This recipe isn’t just about the ingredients—it’s about creating moments. Whether you’re cooking for a casual family dinner, hosting a get-together with friends, or simply indulging in some comforting flavors for yourself, this dish is versatile enough to fit the occasion. Here’s why it’s a favorite:
Versatile: Perfect for busy weeknights or as a standout dish at gatherings. Imagine coming home after a long day, knowing you can whip up something delicious and comforting in no time. Or envision serving this at a party, where guests ask for the recipe before the night ends.

Budget-Friendly: Uses ingredients you likely already have in your kitchen. No need for exotic items; this dish proves that simple ingredients can create extraordinary flavors. It’s perfect for when you’re trying to stick to a budget but still want something hearty and satisfying.

Quick and Easy: Straightforward steps that even beginners can follow. If you’re someone who usually avoids complex recipes, this one is for you. It’s designed to be foolproof, so you can enjoy cooking without stress.

Customizable: Easy to tweak with different flavors to suit your preferences. For example, if you love bold flavors, add a pinch of cayenne or smoked paprika. Prefer something milder? You can adjust the seasoning to make it kid-friendly.

Crowd-Pleasing: A guaranteed hit with both kids and adults. It’s always a win when a single dish can satisfy everyone at the table. This recipe strikes the perfect balance of flavor and comfort, making it a universal favorite.

Ingredients

Here’s the magic of this zucchini and spinach pie—it’s made with just a few fresh ingredients, but the result is so much more than the sum of its parts. Let’s break it down:

Zucchini: The base of this pie, zucchini adds a fresh, mild flavor that’s tender when baked. It gives the pie a slight crunch and loads of nutrition.

Spinach: Packed with vitamins and a slight earthiness, spinach brings both flavor and vibrant color to the dish.
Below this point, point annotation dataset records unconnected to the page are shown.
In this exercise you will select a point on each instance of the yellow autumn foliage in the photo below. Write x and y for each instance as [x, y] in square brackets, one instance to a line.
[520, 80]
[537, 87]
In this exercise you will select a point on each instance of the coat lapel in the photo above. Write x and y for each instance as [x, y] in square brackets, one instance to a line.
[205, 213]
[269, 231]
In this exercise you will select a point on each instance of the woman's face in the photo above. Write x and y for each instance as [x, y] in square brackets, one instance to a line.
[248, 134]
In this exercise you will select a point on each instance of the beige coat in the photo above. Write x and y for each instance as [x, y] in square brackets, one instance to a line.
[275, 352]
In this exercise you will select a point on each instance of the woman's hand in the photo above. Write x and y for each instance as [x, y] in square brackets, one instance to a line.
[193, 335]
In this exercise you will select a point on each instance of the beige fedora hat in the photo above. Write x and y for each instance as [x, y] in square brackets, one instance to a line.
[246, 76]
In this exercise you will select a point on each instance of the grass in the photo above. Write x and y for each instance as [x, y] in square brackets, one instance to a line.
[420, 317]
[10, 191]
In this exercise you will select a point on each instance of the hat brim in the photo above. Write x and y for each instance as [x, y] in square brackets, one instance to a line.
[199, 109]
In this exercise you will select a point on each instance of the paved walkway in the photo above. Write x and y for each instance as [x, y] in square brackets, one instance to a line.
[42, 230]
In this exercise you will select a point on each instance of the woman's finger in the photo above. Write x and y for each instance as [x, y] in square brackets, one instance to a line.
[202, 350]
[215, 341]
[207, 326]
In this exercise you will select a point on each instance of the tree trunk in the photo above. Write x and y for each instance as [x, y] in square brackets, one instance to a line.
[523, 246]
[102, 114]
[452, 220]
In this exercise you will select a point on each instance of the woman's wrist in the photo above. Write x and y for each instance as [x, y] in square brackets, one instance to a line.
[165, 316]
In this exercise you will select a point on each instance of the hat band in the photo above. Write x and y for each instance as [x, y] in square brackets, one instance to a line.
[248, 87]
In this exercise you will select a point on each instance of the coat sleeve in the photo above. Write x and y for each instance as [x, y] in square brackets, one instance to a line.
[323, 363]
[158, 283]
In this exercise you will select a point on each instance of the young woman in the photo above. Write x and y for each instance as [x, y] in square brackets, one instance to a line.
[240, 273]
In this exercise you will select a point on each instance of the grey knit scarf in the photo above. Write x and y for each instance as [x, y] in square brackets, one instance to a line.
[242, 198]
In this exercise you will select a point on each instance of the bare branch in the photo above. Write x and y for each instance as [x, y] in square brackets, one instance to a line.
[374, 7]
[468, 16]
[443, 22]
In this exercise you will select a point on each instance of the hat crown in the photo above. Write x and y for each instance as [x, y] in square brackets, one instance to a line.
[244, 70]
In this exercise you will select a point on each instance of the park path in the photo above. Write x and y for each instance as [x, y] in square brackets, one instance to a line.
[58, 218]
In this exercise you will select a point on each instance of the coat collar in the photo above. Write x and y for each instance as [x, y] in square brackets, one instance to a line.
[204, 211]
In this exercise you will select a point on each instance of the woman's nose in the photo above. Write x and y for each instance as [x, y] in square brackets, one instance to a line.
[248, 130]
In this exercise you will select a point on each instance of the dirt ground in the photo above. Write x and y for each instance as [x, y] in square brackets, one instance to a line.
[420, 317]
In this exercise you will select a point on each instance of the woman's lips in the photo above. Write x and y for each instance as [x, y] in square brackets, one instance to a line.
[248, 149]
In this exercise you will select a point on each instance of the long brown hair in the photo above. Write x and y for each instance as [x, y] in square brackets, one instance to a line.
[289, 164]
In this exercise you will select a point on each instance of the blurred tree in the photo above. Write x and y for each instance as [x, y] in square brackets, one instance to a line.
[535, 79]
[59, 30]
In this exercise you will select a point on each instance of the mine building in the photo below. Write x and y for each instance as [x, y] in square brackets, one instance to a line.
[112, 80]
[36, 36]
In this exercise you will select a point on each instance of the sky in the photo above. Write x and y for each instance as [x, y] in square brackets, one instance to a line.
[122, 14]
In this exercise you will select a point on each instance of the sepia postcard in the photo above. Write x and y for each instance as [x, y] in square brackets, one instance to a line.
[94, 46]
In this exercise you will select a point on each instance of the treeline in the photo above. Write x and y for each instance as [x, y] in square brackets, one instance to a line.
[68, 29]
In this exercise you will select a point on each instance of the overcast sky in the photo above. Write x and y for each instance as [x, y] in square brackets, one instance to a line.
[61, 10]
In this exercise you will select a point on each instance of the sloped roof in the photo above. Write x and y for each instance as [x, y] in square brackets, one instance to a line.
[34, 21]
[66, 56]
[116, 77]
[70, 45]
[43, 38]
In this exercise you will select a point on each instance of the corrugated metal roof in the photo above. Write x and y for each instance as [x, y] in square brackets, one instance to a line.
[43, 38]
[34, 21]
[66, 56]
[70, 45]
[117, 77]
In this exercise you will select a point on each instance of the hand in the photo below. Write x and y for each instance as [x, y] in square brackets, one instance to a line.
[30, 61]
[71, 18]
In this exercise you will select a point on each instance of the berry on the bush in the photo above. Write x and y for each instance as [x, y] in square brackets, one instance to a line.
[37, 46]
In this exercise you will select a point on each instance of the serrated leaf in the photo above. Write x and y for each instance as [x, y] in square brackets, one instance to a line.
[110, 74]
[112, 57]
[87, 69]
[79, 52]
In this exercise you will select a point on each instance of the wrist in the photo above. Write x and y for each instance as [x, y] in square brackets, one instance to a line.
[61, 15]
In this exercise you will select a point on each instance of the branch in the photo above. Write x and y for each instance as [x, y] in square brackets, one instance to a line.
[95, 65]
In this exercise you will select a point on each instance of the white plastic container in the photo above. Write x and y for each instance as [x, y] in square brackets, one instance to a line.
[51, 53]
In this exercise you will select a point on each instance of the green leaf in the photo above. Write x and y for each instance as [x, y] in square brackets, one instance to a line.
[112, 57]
Eggs: They help bind everything together, creating a rich and satisfying filling that holds its shape perfectly when sliced.

Cheese: The creamy cheese adds richness, with the melted cheese becoming golden and slightly crisp on top. You can use feta, mozzarella, or even a blend depending on your taste.

Flour: Flour is the binder, keeping the filling set and making the texture smooth and firm once baked.

Herbs and Spices: Fresh herbs like dill, parsley, and a pinch of salt and pepper elevate the flavor, making this dish truly unforgettable.

(Note: the full ingredients list, including measurements, is provided in the recipe card directly below.)

Instructions

Let’s dive into the steps to create this flavorful masterpiece:

Preheat Your Oven: Start by preheating your oven to 375°F (190°C). This ensures even baking and gives your pie the perfect golden crust.

Prepare the Vegetables: Slice the zucchini thinly and squeeze out any excess moisture. Sauté the spinach until wilted and set both aside.

Make the Filling: In a large bowl, whisk the eggs and combine with the cheese, flour, and your favorite herbs. Add the sautéed spinach and zucchini and stir until everything is evenly mixed.

Assemble the Pie: Grease a baking dish and pour the mixture in. Smooth the top with a spatula to ensure even cooking.

Bake to Perfection: Place in the preheated oven and bake for 35-40 minutes, or until the top is golden brown and the center is set.

Finishing Touches: Let it cool for a few minutes, then cut into slices.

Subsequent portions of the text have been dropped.